The MetaLookup service extracts and suggests metadata related to OER from a given URL. To achieve this, it uses the Playwright python package to fetch the content of the URL and then analyzes the issued requests and responses and the final rendered HTML document. It further uses Lighthouse to assess the accessibility of the content. It requires iterative optimization and continuous maintenance due to the ever-changing nature of URL content.
The documentation regarding which metadata fields are extracted and how they can be found here and here. It can be rendered as HTML with the following command:
mkdocs serve
The different extractors are implemented here.
MetaLookup requires python 3.9 or later and poetry. To test the application without mocking external services, docker is required as well.
With poetry installed running the following commands will set up a poetry environment and install application and development dependencies.
poetry env use 3.9
poetry install
The code style is enforced via tools configured in .pre-commit-config.yaml and
pyproject.toml. After setting up the environment (which will install the python
pre-commit
script) one should install the hook via:
pre-commit install
This will make sure that the commits follow the defined codestyle and the respective CI pipeline step will pass.

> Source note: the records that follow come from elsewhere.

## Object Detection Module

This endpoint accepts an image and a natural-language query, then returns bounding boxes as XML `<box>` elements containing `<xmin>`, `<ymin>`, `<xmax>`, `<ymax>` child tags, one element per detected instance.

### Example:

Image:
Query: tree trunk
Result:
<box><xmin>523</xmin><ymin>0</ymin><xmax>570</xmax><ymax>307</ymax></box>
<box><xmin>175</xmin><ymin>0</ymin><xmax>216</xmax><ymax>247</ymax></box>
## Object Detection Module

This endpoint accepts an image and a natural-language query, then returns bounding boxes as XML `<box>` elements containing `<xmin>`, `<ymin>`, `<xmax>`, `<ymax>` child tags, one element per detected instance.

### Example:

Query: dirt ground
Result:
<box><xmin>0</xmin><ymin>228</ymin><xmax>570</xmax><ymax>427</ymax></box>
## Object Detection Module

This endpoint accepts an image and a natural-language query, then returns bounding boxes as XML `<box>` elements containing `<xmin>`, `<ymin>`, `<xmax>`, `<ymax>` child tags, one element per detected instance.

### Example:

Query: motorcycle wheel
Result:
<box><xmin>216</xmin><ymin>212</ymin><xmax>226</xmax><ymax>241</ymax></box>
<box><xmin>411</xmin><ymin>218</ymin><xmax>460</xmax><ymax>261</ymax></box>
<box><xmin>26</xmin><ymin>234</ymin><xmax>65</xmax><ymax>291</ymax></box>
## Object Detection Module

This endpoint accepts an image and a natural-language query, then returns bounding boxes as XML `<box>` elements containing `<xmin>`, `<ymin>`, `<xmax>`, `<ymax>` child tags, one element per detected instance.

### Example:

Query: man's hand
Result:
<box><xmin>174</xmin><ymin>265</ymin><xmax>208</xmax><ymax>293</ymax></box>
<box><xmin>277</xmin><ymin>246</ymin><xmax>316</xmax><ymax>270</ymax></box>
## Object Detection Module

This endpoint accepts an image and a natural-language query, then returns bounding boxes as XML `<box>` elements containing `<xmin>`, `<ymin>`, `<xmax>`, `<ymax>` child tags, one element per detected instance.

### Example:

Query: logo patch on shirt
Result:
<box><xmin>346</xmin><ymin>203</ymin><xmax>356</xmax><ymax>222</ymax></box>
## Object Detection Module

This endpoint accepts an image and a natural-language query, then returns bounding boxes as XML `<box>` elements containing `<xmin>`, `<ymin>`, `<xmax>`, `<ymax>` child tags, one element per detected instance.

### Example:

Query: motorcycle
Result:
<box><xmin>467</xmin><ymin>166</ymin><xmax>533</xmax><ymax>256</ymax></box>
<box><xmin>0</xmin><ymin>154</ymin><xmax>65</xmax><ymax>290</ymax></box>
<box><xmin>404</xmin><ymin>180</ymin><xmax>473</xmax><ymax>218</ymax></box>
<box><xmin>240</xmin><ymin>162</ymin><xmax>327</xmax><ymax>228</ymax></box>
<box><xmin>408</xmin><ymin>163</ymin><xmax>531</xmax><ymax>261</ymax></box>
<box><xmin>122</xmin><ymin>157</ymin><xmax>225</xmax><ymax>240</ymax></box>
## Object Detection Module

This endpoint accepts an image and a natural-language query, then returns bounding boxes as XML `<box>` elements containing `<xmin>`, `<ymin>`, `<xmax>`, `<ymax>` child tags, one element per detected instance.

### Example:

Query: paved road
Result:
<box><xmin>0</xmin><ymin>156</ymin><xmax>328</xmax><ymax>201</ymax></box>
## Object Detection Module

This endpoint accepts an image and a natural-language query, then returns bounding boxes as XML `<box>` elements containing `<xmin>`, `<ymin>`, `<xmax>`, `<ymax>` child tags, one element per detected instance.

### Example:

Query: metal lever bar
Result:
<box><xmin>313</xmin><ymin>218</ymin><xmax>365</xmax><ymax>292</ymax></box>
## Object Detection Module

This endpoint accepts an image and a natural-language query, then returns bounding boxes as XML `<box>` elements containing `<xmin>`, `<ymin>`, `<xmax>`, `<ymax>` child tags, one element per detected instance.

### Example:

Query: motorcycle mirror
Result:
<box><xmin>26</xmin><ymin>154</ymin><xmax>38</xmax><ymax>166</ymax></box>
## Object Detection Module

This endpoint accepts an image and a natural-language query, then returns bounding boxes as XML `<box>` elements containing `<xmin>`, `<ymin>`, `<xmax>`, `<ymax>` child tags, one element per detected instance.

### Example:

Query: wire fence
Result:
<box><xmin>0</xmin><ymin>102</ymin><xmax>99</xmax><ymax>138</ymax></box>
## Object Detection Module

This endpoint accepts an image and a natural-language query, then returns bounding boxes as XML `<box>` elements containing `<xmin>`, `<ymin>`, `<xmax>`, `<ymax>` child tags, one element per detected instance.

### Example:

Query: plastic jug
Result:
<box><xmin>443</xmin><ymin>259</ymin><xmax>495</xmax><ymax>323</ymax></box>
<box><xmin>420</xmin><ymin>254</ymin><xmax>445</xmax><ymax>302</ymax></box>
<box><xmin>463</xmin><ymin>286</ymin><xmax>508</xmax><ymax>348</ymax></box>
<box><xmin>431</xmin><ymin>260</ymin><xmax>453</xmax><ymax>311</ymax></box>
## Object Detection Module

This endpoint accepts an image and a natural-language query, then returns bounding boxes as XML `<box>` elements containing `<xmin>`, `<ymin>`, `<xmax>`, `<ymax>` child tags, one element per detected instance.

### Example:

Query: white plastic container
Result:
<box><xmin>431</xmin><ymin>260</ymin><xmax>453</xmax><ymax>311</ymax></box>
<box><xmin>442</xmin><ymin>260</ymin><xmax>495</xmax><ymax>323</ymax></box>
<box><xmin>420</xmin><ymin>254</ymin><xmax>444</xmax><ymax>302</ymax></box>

Unit-tests are divided into two categories:
All tests make use of mocks and static (checked in) resources. Hence, they can run independently of any docker container or other environment constraints. FIXME: Issue #163
This repository follows the GitHub Flow branching model:
- Anything in the main branch is deployable
- To work on something new, create a descriptively named branch off of master (ie: new-oauth2-scopes)
- Commit to that branch locally and regularly push your work to the same named branch on the server
- When you need feedback or help, or you think the branch is ready for merging, open a pull request
- After someone else has reviewed and signed off on the feature, you can merge it into main
- Once it is merged and pushed to ‘main’, you can and should deploy immediately
The pipeline is launched by creating or updating a branch and has to succeed before any pull request can be merged. It will perform the following steps:
v{MAJOR}.{MINOR}.{PATCH}
v{MAJOR}.{MINOR}.{PATCH}
latest
and a vX.Y.Z
tagmain
tagMetaLookup requires Playwright and Lighthouse containers to be running. To deploy them together the two docker-compose files for dev and prod are used. These dockerfiles also contain the configuration to run MetaLookup with a persistent cache via a postgres container.
This container contains the main API and implementation of MetaLookup. Other services should only communicate with this container, the other containers are considered internal and should not be exposed to the outside world.
Lighthouse is a software tool that analyses accessibility of a website. This repository contains a custom dockerfile where this tool is packaged together with a browser (google-chrome-headless image). Here the accessibility command line tool is provided via a minimal custom-made HTTP API.
browserless/chrome
image)Playwright is a toolkit that allows to remote-control a browser. We here use the browserless/chrome image which essentially provides "chrome as a service" to which MetaLookup talks with the playwright python package via a websocket.
postgres
image)The postgres container provides a way to persist cache for the Extractor container. It is optional, as caching can also be done via sqlite (for a single instance of MetaLookup) or completely disabled. Alternatively a dedicated other postgres database can be used and configured. See settings.py.
The application can be configured via environment variables or a .env
file. See
settings.py
for the available options.
The service provides a /_ping
endpoint which will respond with a 200 OK
(body: {"status": "ok"}
) immediately
(within a couple of milliseconds). If the request takes to long, or answers differently, then the service is in an
inconsistent state and should be restarted. This endpoint is also configured in the docker-compose to be used for
health checks of the docker daemon to trigger automated restarts in case of unhealthy containers.
curl
When the container is running, the endpoints can be tested e.g. with curl
:
curl --location --request POST 'localhost:{your-port}/extract' \
--header 'Content-Type: application/json' \
--data-raw '{"url": "https://some-domain.org/index.html"}'
See the files api.py and models.py for the API and model documentation, or alternatively visit the Swagger-UI of the locally running service.